Pour un décroissant, comment ne pas voir la similitude de cet effet « boule de neige » avec les fables de la technique, de la croissance, de l’inflation juridique ?

  • Le problème de la technique, ce n’est pas qu’elle serait incapable de résoudre (tous) les problèmes qu’elle rencontre ; non, il ne faut pas nier l’incroyable capacité de la technique à apporter des solutions techniques aux problèmes techniques. Le problème de la technique, c’est que ce sont ces solutions qui provoquent imparablement de nouveaux problèmes qui seront résolus techniquement, ce qui provoquera… et boule de neige… On n’arrête pas le progrès, et c’est bien le problème.

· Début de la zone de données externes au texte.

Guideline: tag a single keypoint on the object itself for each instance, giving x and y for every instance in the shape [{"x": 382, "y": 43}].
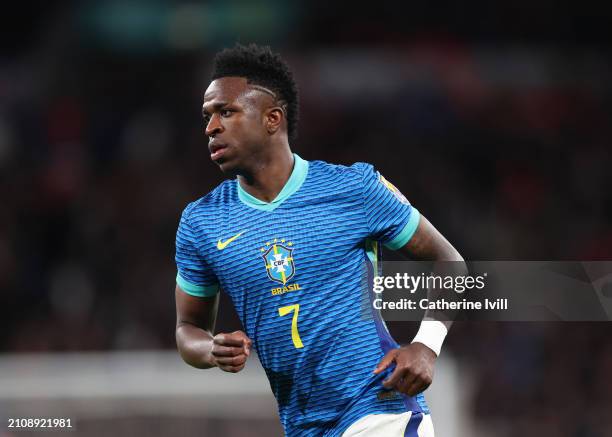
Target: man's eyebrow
[{"x": 214, "y": 106}]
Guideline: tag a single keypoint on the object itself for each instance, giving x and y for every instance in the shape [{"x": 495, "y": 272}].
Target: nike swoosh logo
[{"x": 223, "y": 244}]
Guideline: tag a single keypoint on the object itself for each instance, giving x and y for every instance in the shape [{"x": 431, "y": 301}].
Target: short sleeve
[
  {"x": 392, "y": 220},
  {"x": 193, "y": 276}
]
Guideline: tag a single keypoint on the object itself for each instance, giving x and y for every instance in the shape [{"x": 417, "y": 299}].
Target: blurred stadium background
[{"x": 493, "y": 118}]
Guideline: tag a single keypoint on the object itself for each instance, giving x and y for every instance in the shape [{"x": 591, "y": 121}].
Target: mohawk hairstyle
[{"x": 260, "y": 66}]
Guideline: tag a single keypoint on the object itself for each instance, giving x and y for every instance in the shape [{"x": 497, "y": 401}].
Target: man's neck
[{"x": 269, "y": 177}]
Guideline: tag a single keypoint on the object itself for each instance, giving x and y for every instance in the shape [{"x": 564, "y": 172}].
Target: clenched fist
[
  {"x": 414, "y": 366},
  {"x": 230, "y": 351}
]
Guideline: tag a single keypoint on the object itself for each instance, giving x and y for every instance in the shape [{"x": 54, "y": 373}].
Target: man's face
[{"x": 235, "y": 118}]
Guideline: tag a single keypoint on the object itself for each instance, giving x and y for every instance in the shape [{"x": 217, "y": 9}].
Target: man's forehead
[
  {"x": 226, "y": 87},
  {"x": 231, "y": 88}
]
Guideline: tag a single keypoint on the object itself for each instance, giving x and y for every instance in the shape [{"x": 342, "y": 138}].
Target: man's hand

  • Le problème de la croissance c’est que seule la croissance pourrait permettre de sortir des problèmes créés par la croissance. Intrinsèquement, la croissance joue un double rôle idéologique : d’être à la fois le fondement et l’objectif, d’où croître pour croître. Et c’est ainsi que la croissance devient une fuite en avant, une fuite en aval permanente. Et voilà comment Patrick Artus sort un livre pour sauver le capitalisme, La dernière chance du capitalisme, c’est encore et toujours le… capitalisme.
  • C’est René Girard qui, dans ses thèses sur les origines de la violence sociale, montre que si les temps anciens privilégiaient la réponse préventive de la religion, les temps modernes basculent au contraire du côté du droit comme réponse curative : et voilà comment aujourd’hui, le moindre fait divers suscite aussitôt une nouvelle loi répressive dont le seul effet semble de venir immédiatement fragiliser la précédente.

On l’aura compris, toutes ces fuites en aval sont en réalité des mécanismes inflationnistes où le premier effet d’un échec est de provoquer une réponse qui sera la cause de l’échec suivant.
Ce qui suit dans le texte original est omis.